We know that greenhouse gas emissions have to be drastically reduced worldwide, and the entire planet needs to work together to meet the goals of the Paris climate agreement. The thorny question, however, is how to define and then follow the roadmap towards those objectives.

Firstly, why carbon neutrality? Is that the only acceptable goal? The answer is yes, according to Diana Ürge-Vorsatz, Professor Of Environmental Sciences at the Central European University in Vienna.

"I'm afraid we do have to set a carbon neutrality goal, and that's non-negotiable. Stabilising the climate at any level requires us to go to net zero carbon dioxide emissions. In the long term, if humanity wants to survive, we have to give up using fossil fuels," she stresses to our panel.

Many developed countries have a goal of reaching carbon neutrality by 2050. However, China has set its sights on doing the same by 2060. "Why?", asks CGTN anchor Wei Tian.

"Well, I think China is taking a very practical and also methodical approach to this because China is the largest developing country in the world. Actually, if you run the math, you will find that that 2060 commitment itself is bold already," responds Jianyu Zhang, Executive Director of the BRI Green Development Institute.

China's growth, like many other countries, has been fuelled to a great extent by coal, widely considered to be the dirtiest of fossil fuels.

"How do you fix the coal problem? Because coal is just so much last century's technology, but it's what's powering all of this growth and development. How are you going to clean it up?" asks Euronews science correspondent Jeremy Wilks.

Changhua Wu, the China/Asia Director at The Office of Jeremy Rifkin says the phase-out will happen: "So coal, of course, unfortunately, we have to address as soon as possible, and that's already in the plan. But more importantly, actually, China is literally redesigning its national energy system."

Dr Zhang also intervened on this issue, saying: "It's not just the use of the coal. We need to look at the issue in its entirety because this is the global climate crisis that we're trying to resolve."

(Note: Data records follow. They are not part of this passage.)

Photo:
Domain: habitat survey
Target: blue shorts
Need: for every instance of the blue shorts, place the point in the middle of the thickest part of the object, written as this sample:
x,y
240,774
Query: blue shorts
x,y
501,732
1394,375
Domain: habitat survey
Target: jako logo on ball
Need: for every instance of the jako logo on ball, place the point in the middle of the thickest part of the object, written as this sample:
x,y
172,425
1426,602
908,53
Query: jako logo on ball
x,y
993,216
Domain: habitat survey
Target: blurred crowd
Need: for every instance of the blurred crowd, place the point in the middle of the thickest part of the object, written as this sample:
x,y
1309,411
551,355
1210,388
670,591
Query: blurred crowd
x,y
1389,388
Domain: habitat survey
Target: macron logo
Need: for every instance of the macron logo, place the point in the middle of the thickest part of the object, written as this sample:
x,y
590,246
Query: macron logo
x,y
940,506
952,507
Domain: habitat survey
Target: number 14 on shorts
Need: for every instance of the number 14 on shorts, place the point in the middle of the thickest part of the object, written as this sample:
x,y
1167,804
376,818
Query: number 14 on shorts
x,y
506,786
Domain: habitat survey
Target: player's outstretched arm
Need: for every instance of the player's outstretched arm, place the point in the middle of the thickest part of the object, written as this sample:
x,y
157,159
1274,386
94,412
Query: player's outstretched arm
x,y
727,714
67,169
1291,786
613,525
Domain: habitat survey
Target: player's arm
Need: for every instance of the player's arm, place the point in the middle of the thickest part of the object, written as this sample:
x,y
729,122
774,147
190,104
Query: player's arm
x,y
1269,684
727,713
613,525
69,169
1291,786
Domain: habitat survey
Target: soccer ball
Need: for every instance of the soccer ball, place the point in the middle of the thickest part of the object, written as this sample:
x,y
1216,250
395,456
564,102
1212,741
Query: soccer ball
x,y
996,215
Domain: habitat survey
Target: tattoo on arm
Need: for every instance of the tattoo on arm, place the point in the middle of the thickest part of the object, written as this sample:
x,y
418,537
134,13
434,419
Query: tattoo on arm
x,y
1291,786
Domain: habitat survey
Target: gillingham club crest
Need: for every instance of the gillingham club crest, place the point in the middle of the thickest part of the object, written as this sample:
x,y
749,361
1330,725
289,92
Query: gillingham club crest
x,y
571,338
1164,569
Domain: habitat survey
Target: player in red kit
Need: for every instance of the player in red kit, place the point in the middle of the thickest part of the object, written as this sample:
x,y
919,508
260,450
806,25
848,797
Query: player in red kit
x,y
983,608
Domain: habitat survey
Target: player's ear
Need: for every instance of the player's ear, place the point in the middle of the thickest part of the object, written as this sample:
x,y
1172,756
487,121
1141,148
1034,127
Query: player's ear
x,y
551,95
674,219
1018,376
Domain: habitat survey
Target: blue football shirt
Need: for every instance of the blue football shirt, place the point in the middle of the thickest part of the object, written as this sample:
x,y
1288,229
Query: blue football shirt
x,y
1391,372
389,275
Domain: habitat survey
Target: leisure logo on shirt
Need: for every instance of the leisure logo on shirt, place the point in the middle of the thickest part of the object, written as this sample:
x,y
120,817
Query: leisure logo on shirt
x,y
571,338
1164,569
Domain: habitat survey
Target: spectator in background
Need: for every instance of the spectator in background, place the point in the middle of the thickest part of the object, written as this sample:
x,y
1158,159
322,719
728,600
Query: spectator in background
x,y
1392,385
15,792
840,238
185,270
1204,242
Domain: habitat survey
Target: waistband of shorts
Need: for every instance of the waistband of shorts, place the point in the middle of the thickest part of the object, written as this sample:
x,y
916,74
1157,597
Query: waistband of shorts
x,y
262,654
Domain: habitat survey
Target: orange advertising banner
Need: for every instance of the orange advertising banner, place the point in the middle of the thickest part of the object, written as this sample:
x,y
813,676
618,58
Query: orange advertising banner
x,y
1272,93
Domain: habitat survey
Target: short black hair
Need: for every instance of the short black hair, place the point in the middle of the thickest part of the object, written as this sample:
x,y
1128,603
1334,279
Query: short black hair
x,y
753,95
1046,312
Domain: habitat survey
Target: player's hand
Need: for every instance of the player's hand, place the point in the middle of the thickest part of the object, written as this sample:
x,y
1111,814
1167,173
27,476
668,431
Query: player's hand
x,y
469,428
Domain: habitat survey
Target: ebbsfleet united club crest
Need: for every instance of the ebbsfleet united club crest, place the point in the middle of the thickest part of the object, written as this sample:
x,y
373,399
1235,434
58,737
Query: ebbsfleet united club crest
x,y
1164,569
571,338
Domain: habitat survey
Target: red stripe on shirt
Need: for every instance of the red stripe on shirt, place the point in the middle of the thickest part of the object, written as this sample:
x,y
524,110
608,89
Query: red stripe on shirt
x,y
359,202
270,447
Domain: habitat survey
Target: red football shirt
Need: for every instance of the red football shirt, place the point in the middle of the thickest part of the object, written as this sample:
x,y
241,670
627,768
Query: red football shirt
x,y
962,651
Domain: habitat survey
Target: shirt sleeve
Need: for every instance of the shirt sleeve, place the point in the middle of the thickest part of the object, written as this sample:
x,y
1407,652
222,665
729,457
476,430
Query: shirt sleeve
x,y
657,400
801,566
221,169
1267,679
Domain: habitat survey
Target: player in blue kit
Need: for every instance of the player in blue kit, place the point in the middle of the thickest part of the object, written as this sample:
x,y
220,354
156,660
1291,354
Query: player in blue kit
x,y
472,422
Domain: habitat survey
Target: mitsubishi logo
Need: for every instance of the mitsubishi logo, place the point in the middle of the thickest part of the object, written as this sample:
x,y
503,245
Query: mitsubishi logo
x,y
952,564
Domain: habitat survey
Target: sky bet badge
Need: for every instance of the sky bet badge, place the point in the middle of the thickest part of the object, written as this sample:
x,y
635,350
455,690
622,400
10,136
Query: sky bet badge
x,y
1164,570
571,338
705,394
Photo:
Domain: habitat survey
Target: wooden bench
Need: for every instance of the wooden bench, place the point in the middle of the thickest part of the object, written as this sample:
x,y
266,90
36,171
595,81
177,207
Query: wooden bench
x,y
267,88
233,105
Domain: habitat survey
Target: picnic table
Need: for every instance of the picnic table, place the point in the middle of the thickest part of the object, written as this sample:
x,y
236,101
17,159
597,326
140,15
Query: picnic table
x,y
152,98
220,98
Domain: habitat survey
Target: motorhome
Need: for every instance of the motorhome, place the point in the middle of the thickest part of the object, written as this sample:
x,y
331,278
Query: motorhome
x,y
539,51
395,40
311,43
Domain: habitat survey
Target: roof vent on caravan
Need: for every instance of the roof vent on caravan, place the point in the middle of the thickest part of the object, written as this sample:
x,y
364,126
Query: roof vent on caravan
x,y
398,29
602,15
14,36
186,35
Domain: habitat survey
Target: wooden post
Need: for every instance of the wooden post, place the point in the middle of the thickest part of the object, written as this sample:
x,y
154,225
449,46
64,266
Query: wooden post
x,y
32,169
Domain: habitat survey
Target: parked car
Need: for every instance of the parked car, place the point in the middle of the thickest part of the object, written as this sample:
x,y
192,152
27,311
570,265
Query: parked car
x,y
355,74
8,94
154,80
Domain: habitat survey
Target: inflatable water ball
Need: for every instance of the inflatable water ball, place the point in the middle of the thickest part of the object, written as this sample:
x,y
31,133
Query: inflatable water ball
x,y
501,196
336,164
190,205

Switching to renewables does have its challenges. At the moment renewables are at around 20% market share in Europe. Moving forward, we need to see renewables at 70%, 80% or even higher. In that context, how should we manage our energy consumption when the sun is not shining and the wind is not blowing?

Ajay Gambhir, Senior Research Fellow at the Grantham Institute For Climate Change And The Environment at Imperial College London gives the panel an example of how this energy revolution will look in practice.

"We'll be plugging our cars into the charge in a few years' time, and the batteries in those cars will be feeding electricity back to the grid. There are already a number of electricity companies that are piloting those vehicles-to-grid technologies. So our cars will be contributing as sort of mini power stations to the grid and providing storage in that way," he says.

Professor Ürge-Vorsatz says we also need to focus on the built environment and the efficiencies that can be easily gained.

"Today we know, for example, how to build and retrofit buildings in a way that they are basically power plants, so they produce more energy than what they and their inhabitants all consume. So we can cut energy consumption by nine-tenths, by 90 percent, simply by innovation and not by expensive high technologies," she says.

Achieving carbon neutrality is a big challenge that will involve significant shifts in how we power our world. However, if we are to slow the warming of our planet at any point in the future whatsoever it's a target that simply has to be achieved.